The attractions for the start-up are substantial, she says:

“Eircom is a particularly attractive partner for technology and e-commerce-based new businesses given its brand value, customer base and excellent positioning for exploiting the growing opportunities in Communications, media and e-commerce.”

Further, the prospect of above-average profits from the sale of successful participations, because of the risk/reward profile attached to seed and early stage investments, is also very attractive.

By way of example of the fund’s investment strategy, Moore points to two recent deals. The first, in June of this year, involved the IRGBP300,000 seed funding of HomeNet Communications, a Limerick-based supplier of enabling technology to the Rich Media Content Generation and Dissemination markets.

The company has been developing a product family that will address the markets of real time multimedia streaming: the real-time delivery of audio, video and data over Wide Area Networks, to PCs, PDAs and 2.5G+ handsets.

The product that will deliver the multimedia information is a low-cost, high-performance embedded web server with integrated MPEG4 encoder and media server that is Internet ready, giving the company an edge in that it is 2.5G+ handset and mobile-data-network ready.

Says Moore: “There is potential for a strong and mutually beneficial relationship between HomeNet Communications and Eircom plc which may see the latter assisting in product development, beta testing, marketing and distribution of the HomeNet family of products. It is also a good example of where we partner a company even when there is nothing to market yet.”

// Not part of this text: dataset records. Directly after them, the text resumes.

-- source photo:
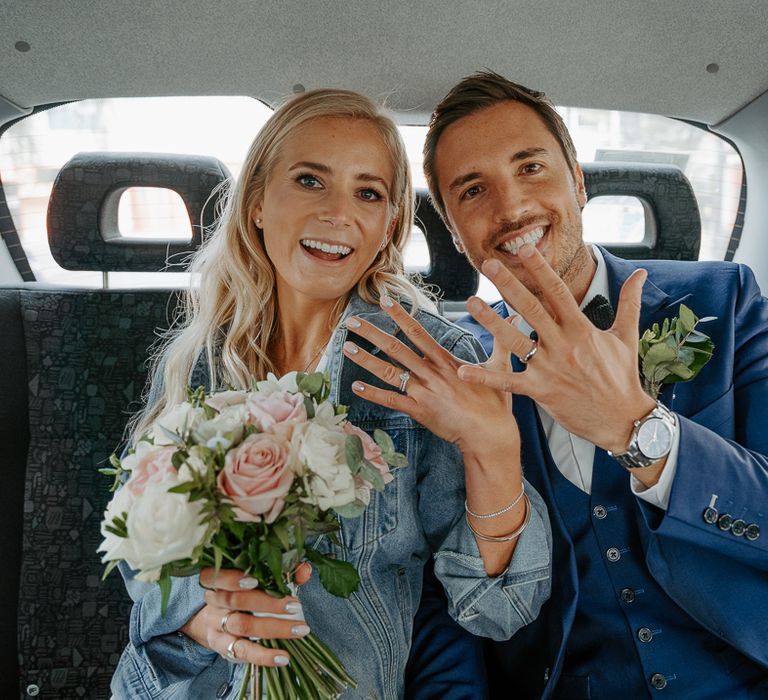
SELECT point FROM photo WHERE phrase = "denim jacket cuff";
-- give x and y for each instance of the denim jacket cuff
(497, 606)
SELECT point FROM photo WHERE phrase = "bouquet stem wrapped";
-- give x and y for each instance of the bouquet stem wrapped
(245, 480)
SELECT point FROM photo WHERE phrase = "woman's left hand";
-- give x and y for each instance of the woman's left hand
(473, 417)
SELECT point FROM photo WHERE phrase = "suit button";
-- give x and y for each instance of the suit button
(724, 522)
(627, 595)
(644, 635)
(739, 527)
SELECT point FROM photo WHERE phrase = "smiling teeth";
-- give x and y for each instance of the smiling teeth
(326, 247)
(513, 245)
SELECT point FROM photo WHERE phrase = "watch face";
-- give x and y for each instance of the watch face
(655, 438)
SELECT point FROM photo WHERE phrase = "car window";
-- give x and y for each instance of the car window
(33, 150)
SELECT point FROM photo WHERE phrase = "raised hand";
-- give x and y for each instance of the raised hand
(585, 378)
(226, 624)
(431, 393)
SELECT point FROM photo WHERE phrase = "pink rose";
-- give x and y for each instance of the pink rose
(149, 464)
(371, 451)
(266, 410)
(256, 476)
(224, 399)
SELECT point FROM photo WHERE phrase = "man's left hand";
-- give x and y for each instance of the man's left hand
(585, 378)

The second example is that of Sentrio Technologies, in a IRGBP275,000 deal completed as EVCJ went to press. Dublin-based Sentrio Technologies, a software company established in 1995, provides solutions to ERP systems integrators and the direct corporate market. These solutions enable corporate data (often locked inside ERP systems) to be made available to mobile/wireless employees. The company has invested heavily in product development. Its solutions are scalable and proven in the marketplace, with installations in blue-chip organisations.

Funds such as the Eircom Enterprise Fund are few and far between and have been getting fewer and sparser since the fall-out. Nevertheless, the fund helps show that in Ireland, a promising idea has as good a chance as anywhere else possibly a better chance of getting to market.